Ed ecco che la battaglia si sposta nel Canavese, terra di viticoltura eroica, con i suoi vigneti storici e i celebri Erbaluce di Caluso e Carema DOC. Qui il vino non è solo un prodotto da scaffale, ma un pezzo di identità collettiva. Vigneti coltivati su terrazzi secolari, cantine naturali nei Balmetti di Borgofranco d’Ivrea, un patrimonio che Bruxelles vorrebbe liquidare con un messaggio terroristico stampato sull’etichetta.

Ma attenzione, perché l’Europa non sta dichiarando guerra solo al vino canavesano, bensì a tutto il settore vinicolo. Che si tratti di un Brunello di Montalcino, di un Barolo o di un semplice Chianti, per i burocrati della salute pubblica un bicchiere è già un rischio da evitare. E poco importa se le bottiglie di superalcolici o le bevande iperzuccherate restano indisturbate sugli scaffali dei supermercati.

Coldiretti denuncia un paradosso evidente: l’Europa boccia il vino ma tace sul Nutriscore, l’etichetta nutrizionale che promuove alimenti ultraprocessati a discapito dei prodotti naturali. Un panetto di burro o un Parmigiano Reggiano ricevono bollini negativi, mentre certi snack confezionati passano per scelte salutari. Insomma, un’Unione Europea sempre più confusa sul concetto di benessere alimentare.

E non è solo una questione di consumo: il vino rappresenta un settore economico trainante per molte regioni italiane. Nel solo Piemonte, la filiera vitivinicola conta migliaia di produttori, decine di migliaia di lavoratori e genera un indotto turistico fondamentale. I visitatori affollano le colline piemontesi per degustare vini pregiati, visitare cantine e scoprire i segreti della vinificazione. Ma se il vino diventa il nuovo nemico pubblico, cosa ne sarà di questo patrimonio?

Mentre a Bruxelles si discute di nuovi avvisi sanitari e possibili tassazioni, Coldiretti mette le cose in chiaro: il vino è cultura, è economia, è turismo. Un’industria che genera miliardi di euro e impiega centinaia di migliaia di persone in tutta Italia. Se l’Europa vuole davvero educare a uno stile di vita sano, forse dovrebbe partire dalla consapevolezza e dall’educazione al consumo, non dal proibizionismo cieco.

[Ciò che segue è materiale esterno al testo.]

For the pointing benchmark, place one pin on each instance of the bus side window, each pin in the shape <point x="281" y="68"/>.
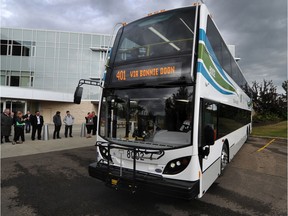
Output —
<point x="209" y="123"/>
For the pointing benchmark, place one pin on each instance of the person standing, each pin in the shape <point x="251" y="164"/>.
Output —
<point x="19" y="128"/>
<point x="57" y="123"/>
<point x="94" y="123"/>
<point x="27" y="122"/>
<point x="6" y="123"/>
<point x="68" y="121"/>
<point x="37" y="122"/>
<point x="89" y="124"/>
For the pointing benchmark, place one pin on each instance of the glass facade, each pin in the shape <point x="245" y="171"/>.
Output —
<point x="52" y="60"/>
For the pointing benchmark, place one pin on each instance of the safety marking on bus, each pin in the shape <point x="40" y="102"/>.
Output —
<point x="266" y="145"/>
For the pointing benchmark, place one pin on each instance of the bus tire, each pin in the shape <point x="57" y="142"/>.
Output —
<point x="224" y="158"/>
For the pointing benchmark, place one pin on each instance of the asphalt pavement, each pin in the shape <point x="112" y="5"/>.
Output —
<point x="57" y="183"/>
<point x="47" y="143"/>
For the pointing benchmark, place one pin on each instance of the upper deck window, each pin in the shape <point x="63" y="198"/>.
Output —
<point x="166" y="34"/>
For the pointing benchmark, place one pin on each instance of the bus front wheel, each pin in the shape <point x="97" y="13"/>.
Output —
<point x="224" y="157"/>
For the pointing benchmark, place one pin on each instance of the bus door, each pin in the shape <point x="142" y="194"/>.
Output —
<point x="208" y="156"/>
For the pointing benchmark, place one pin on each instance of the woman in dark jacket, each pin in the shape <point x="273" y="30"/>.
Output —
<point x="6" y="123"/>
<point x="19" y="125"/>
<point x="57" y="123"/>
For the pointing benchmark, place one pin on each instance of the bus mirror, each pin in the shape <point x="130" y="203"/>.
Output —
<point x="78" y="95"/>
<point x="209" y="135"/>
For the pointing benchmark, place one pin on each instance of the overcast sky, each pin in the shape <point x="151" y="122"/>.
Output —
<point x="258" y="28"/>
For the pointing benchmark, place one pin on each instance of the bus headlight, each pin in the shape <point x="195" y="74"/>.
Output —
<point x="104" y="153"/>
<point x="177" y="165"/>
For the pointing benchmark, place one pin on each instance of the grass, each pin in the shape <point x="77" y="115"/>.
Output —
<point x="272" y="130"/>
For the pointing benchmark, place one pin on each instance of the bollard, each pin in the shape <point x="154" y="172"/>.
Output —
<point x="46" y="132"/>
<point x="83" y="130"/>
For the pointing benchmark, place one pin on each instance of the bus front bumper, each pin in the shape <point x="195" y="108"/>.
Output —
<point x="142" y="181"/>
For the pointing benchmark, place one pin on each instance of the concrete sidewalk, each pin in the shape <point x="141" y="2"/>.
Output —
<point x="41" y="146"/>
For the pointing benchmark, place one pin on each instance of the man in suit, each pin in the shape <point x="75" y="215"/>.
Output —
<point x="37" y="122"/>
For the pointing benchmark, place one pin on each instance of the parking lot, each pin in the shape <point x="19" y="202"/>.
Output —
<point x="57" y="183"/>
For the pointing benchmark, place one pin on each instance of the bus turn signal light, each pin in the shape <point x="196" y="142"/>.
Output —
<point x="177" y="165"/>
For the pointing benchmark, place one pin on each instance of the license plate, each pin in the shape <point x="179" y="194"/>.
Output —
<point x="114" y="181"/>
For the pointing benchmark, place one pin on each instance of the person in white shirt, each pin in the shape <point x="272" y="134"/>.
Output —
<point x="68" y="121"/>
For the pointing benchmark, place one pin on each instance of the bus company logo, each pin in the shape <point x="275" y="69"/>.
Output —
<point x="212" y="71"/>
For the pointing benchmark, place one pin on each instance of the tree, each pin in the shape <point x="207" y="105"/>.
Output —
<point x="266" y="101"/>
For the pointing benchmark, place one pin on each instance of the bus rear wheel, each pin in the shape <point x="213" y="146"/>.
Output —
<point x="224" y="158"/>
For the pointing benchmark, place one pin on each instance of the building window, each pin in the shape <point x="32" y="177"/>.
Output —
<point x="17" y="78"/>
<point x="17" y="48"/>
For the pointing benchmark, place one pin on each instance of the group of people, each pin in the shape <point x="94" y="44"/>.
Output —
<point x="21" y="122"/>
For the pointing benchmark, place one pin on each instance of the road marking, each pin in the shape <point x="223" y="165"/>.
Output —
<point x="266" y="145"/>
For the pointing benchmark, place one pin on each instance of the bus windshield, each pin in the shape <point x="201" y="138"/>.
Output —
<point x="164" y="34"/>
<point x="147" y="117"/>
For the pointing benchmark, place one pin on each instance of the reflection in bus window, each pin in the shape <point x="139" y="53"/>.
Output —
<point x="159" y="116"/>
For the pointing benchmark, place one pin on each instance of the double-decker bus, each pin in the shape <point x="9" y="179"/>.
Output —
<point x="173" y="110"/>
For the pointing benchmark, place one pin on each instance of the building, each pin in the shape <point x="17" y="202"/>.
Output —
<point x="40" y="70"/>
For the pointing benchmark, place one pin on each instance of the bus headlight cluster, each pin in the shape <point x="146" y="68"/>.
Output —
<point x="177" y="165"/>
<point x="104" y="153"/>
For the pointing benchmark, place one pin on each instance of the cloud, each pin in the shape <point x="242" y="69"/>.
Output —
<point x="257" y="28"/>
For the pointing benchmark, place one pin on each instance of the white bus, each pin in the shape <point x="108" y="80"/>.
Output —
<point x="173" y="111"/>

La questione delle etichette allarmistiche è solo l’ultimo capitolo di un’Unione Europea che sembra sempre più distante dalle realtà locali. Chi stabilisce queste regole sa cosa significhi per un piccolo produttore vinicolo dover affrontare nuove barriere burocratiche? Ha mai visitato un vigneto, ha mai parlato con chi lavora la terra e tramanda conoscenze da generazioni? O, più semplicemente, ha mai degustato un bicchiere di buon vino?

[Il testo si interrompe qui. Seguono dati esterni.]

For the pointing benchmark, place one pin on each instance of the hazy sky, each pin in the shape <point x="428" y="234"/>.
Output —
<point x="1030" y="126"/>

Perché se c’è un valore che il vino insegna è quello della moderazione. Il problema non è il consumo consapevole di un prodotto millenario, ma l’abuso, come per qualsiasi altro alimento. Demonizzare il vino senza affrontare il problema più ampio dell’educazione al consumo è una mossa miope e dannosa.

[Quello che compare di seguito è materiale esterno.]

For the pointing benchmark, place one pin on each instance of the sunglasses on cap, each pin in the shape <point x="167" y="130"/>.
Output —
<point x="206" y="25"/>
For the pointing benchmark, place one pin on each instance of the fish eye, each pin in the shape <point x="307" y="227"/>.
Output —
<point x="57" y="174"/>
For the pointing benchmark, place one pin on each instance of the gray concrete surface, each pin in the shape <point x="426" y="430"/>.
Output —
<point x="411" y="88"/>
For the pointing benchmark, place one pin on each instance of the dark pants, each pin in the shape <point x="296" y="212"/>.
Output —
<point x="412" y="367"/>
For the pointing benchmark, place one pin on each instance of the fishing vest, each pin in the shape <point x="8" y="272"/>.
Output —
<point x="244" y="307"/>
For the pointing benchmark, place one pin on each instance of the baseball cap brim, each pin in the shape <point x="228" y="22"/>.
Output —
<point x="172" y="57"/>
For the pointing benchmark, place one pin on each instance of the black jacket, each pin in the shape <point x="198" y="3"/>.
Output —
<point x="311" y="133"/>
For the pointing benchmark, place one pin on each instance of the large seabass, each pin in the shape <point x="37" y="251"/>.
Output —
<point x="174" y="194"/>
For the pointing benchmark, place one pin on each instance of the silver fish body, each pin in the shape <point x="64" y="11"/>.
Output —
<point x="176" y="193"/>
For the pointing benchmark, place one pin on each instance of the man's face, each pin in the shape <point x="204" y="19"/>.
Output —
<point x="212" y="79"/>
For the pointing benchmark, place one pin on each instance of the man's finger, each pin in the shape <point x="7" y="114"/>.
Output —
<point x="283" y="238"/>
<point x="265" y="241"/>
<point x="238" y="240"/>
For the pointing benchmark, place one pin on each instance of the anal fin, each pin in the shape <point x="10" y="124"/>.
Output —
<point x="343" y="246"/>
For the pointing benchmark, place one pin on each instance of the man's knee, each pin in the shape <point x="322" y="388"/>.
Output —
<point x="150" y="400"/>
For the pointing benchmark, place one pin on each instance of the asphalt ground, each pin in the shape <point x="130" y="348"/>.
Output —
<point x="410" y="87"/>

La battaglia è aperta, e i produttori di vino non intendono arrendersi. Se la Commissione Europea pensa di convincere gli italiani a rinunciare al loro bicchiere di rosso a tavola, probabilmente ha sottovalutato la forza di una tradizione millenaria. E mentre Bruxelles redige nuovi regolamenti, in Italia si continuerà a brindare, nonostante tutto.